The Shannon Rovers player has established himself as a fixture in the Tipperary midfield in recent years, integral to the wonderful All-Ireland qualifier ride they have enjoyed over the past month that sees them facing Down on Saturday with the prize of being ranked in the top eight in the country at stake.
Yet before his ascension to the senior inter-county game, Hannigan shone on the college’s hurling stage. In 2005 he was left half-back on a St Flannan’s side, trained by Clare legend Jamesie O’Connor, that lifted the All-Ireland crown in a thrilling final against Kilkenny aristocrats St Kieran’s.
Seamus Hickey, central to the Limerick defence in next Sunday’s All-Ireland quarter-final, was a team mate on that occasion with Kilkenny trio TJ Reid, Paddy and Richie Hogan lining up in opposition. Current Clare duo James McInerney and Colin Ryan were also part of the Ennis outfit’s setup.
“It was a great experience to play at that level,” says Hannigan. “You’d still be in touch with players the odd time and a good few of us have gone on to play at senior level for our counties which is great to see. I still playing hurling with the club but football is the main focus now.”
Hannigan’s club is perched on the north-west corner of the county, skirting the borders of Clare and Galway in a traditionally hurling-mad region.

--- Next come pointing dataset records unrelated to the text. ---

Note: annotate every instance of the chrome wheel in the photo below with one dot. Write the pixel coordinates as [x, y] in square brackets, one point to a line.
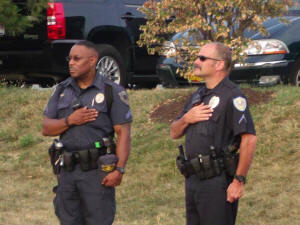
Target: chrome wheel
[109, 67]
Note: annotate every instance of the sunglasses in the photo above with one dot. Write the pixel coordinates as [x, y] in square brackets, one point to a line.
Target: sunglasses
[202, 58]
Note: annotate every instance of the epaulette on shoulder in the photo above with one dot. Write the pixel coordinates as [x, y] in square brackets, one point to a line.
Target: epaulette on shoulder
[65, 82]
[228, 83]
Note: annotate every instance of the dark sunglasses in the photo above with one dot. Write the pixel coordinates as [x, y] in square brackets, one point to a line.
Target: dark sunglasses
[202, 58]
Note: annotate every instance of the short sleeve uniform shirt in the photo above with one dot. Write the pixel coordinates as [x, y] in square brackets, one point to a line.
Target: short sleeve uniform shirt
[83, 137]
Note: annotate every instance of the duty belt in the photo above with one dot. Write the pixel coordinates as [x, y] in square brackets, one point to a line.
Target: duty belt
[86, 158]
[207, 166]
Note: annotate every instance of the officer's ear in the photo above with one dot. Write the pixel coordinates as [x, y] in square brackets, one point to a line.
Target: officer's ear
[220, 65]
[94, 60]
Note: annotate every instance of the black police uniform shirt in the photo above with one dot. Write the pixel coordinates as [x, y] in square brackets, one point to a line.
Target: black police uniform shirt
[68, 93]
[231, 118]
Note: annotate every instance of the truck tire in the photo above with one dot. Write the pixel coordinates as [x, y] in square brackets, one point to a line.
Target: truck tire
[294, 77]
[111, 64]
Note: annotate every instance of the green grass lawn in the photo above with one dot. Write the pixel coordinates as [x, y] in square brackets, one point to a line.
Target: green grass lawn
[152, 191]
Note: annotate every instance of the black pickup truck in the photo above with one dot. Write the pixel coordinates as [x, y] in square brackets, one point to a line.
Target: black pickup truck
[38, 55]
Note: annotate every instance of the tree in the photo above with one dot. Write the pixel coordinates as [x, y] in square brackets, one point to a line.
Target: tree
[219, 20]
[17, 16]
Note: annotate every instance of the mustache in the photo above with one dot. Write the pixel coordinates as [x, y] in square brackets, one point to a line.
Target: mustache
[197, 67]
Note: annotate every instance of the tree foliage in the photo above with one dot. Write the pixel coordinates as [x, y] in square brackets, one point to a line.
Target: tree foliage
[17, 16]
[219, 20]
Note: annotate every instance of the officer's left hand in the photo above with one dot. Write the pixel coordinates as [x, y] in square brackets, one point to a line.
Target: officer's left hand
[235, 191]
[112, 179]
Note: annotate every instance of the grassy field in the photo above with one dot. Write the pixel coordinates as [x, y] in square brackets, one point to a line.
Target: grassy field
[152, 189]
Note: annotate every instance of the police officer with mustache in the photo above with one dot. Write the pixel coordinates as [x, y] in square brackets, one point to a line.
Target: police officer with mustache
[79, 113]
[214, 117]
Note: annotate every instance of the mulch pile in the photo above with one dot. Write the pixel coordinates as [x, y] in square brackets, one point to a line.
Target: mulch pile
[167, 111]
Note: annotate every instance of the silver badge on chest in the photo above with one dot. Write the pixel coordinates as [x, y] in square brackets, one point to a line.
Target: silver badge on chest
[99, 98]
[214, 102]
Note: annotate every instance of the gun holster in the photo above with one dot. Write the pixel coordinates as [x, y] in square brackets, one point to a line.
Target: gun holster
[230, 161]
[55, 155]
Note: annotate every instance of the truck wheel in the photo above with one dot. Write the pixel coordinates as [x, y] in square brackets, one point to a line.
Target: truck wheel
[111, 64]
[295, 74]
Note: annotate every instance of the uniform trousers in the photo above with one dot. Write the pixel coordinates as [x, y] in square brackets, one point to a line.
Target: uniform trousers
[81, 199]
[206, 201]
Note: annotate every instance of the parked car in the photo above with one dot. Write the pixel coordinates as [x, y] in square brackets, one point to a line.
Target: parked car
[270, 59]
[38, 55]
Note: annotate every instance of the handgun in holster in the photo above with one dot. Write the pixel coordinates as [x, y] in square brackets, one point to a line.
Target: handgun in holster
[55, 152]
[231, 158]
[107, 162]
[181, 162]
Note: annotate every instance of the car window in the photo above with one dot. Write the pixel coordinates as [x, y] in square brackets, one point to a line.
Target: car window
[134, 2]
[296, 6]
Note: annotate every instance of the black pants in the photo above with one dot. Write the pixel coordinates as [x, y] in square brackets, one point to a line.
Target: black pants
[81, 199]
[206, 202]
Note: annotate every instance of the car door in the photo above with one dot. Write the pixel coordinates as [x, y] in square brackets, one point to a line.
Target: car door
[143, 62]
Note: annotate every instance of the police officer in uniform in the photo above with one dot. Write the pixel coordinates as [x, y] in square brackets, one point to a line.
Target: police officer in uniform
[219, 116]
[78, 112]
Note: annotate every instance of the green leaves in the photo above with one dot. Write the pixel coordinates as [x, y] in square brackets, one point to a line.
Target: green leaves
[16, 18]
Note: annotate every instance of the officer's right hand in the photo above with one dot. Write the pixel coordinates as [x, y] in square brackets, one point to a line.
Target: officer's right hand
[198, 113]
[82, 116]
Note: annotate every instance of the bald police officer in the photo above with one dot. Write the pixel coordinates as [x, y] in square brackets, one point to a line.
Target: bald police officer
[79, 113]
[215, 116]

Yet Gaelic football has consumed his interest, having made his senior debut for the county in 2006 and being part of the Tipperary U21 sides that just fell short at the final hurdle in Munster in 2007 against Cork and 2008 against Kerry.
His father Joe is chairman of the Friends of Tipperary Football and the concept of entering a North Tipperary divisional outfit in the county’s senior championship was his brainchild. Thus the Thomas McDonaghs combination outfit was born at the end of 2006 and last winter they claimed a historic first county senior title with George and his younger brother Alan both involved.
Progress at inter-county level has ensued this season in remarkable fashion as Tipperary strung together qualifier wins despite suffering a torrid league campaign that resulted in relegation and seeing manager John Evans step down in March. Peter Creedon was ushered in as interim replacement and Tipperary have subsequently prospered.
“A lot of us had worked with Peter at minor and U21 so there was no major introduction when he took over,” says Hannigan. “He has a good way of looking at football, training is very enjoyable and he’s very tactically minded. Things have not changed dramatically but it’s going well.”
Tipperary football manager Peter Creedon. Pic: INPHO/Ryan Byrne
Hannigan is in his seventh year in the Tipperary squad and it’s been a season of new experiences with three championship victories under their belt and they are preparing for their fifth summer of 2012. Tipperary have been earmarked as an emerging football county on the back of their wave of recent underage successes but actually translating that into something tangible at senior championship level has eluded them.
“We always felt we were capable of doing things but could never get two wins on the bounce,” reveals Hannigan. “The thinking amongst the players was that if we could do that, things would snowball and that’s how it’s turned out so far this summer. We got what we considered a very good scalp against Wexford and then kept that going against Antrim.
“Home advantage has been vital, if you look at the qualifier fixtures around the country, that trend has emerged. But we’re just really enjoying it. It makes a great chance from sitting at home in the summer watching these games on TV.”
Hannigan is a teacher in Askea Boys National School in Carlow Town after studying in Mary Immaculate College in Limerick where he won a Trench Cup medal in 2008 alongside Galway’s Gary Sice and Cork’s Patrick Kelly. Living in Portlaoise, he is returning to work in September following a career break which saw him hitting spots in South America, New Zealand and Australia during a travel stint last year.
At present his schedule revolves around football with pool sessions assisting the recovery this week from Tipperary’s win last Saturday over Antrim and bracing them for the upcoming battle with Down.
“It’s a difficult test,” says Hannigan. “We beat them in the Division 3 league final a few years ago but that was only after extra-time and their team has changed a lot since then. They’re a Division 1 team, were in an All-Ireland final two years ago and have some quality players. But there’s a good buzz in our squad and we’ve wanted a chance like this for so long.”